As I read the question, much of it amounts to, what is an abstract Lie group and what is exponentiation in a Lie group. To review, an abstract Lie group is a smooth manifold with a smooth group law, and its Lie algebra is the tangent space at the identity. The Lie bracket comes from the second derivative of the group commutator $ABA^{-1}B^{-1}$ and associativity of the group implies the Jacobi identity for its Lie algebra. For the rest I will only take finite-dimensional Lie algebras and finite-dimensional representations.
Now, you can have real or complex Lie groups and real or complex Lie algebras. Every real Lie algebra has a complexification with identical structure constants. For that reason, you may not see any distinction between a Lie algebra and its complexification in a physics treatment.

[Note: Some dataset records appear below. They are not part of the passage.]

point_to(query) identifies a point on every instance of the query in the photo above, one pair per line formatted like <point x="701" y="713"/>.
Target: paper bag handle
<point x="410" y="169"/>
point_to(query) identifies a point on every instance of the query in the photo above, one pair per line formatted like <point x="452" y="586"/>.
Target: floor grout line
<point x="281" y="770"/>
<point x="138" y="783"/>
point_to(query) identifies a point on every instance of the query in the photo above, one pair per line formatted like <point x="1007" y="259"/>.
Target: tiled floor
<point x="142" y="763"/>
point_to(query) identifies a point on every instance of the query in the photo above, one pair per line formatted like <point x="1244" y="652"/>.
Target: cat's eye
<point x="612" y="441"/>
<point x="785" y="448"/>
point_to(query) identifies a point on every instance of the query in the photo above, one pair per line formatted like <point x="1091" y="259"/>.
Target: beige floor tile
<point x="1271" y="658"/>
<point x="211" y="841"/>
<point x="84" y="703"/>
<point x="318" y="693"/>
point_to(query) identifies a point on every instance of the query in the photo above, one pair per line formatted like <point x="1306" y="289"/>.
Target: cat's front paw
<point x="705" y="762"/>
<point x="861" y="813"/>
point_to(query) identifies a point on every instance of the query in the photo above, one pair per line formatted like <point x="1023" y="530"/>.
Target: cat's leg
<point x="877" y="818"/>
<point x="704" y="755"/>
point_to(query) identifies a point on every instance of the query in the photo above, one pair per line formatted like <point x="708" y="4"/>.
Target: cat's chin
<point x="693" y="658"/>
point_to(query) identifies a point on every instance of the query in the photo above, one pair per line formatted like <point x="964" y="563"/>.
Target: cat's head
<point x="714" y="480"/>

But the distinction is very important, because the topology of complex Lie groups is better behaved. Note that you can also realify a Lie group or a Lie algebra, which does not change it as a set; but its real dimension is then twice its complex dimension.
There is a converse theorem that every Lie algebra integrates to an abstract Lie group. If you like, you can take it to be the universal cover, the one which is simply connected. Ado's theorem says that every Lie algebra has a faithful matrix representation. (Per the other MathOverflow question, you can make the Lie group a closed set in that faithful Lie algebra representation.) Every compact, real Lie group has a faithful, closed representation, and I suppose that every complex, simply connected Lie group has a faithful, closed, complex representation. But not every real, simply connected Lie group has a faithful representation. An important example is $\text{SL}(2,\mathbb{R})$. It has the homotopy type of a circle and therefore an infinite cyclic universal cover, but none of its cover have a faithful matrix representation. If you complexify to $\text{SL}(2,\mathbb{C})$, then it becomes simply connected.

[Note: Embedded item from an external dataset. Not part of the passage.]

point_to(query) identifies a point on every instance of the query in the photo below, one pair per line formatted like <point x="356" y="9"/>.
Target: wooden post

Another important fact is that the fundamental group of a Lie group is always abelian and lifts to a subgroup of the center of its universal cover. If the center of a Lie group is a discrete subgroup, then you can divide by it to obtain a miminal Lie group model of that Lie algebra, the model that is the most rolled up.
Among the faithful representations of a real Lie algebra, I think that there is always one in which the Lie group has been unrolled as much as possible. Even without knowing that one representation, you can simply say that two points in a Lie group are equivalent if they are equal in all representations, and quotient by this equivalence. I don't know if this intermediate cover has a special name.

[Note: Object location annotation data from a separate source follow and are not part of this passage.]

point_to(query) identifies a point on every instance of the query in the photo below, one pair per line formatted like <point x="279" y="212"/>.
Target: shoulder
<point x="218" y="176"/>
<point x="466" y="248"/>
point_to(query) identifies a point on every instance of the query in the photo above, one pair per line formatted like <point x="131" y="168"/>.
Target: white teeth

Okay, so that's what Lie groups are, now what about exponentiation. The most important formula for exponentiation is the "limit of compounded interest":
$$\exp(A) = \lim_{n \to \infty} \left(1+\frac{A}n\right)^{n}.$$
This formula can be approximated in an abstract Lie group (by approximating the base of the exponential to second order), so that exponentiation is well-defined in any abstract Lie group. (Or you can use the differential equation as algori says.) You can prove that this exponential satisfies the Baker-Campbell-Hausdorff formula with a positive radius of convergence. If you wanted an infinite radius of convergence, then that does not happen and there certainly are issues about radius of convergence. However, (as Theo explains) a non-zero radius of convergence is good enough to build the Lie group in patches; this is one of the ways to prove that a Lie algebra always has a Lie group.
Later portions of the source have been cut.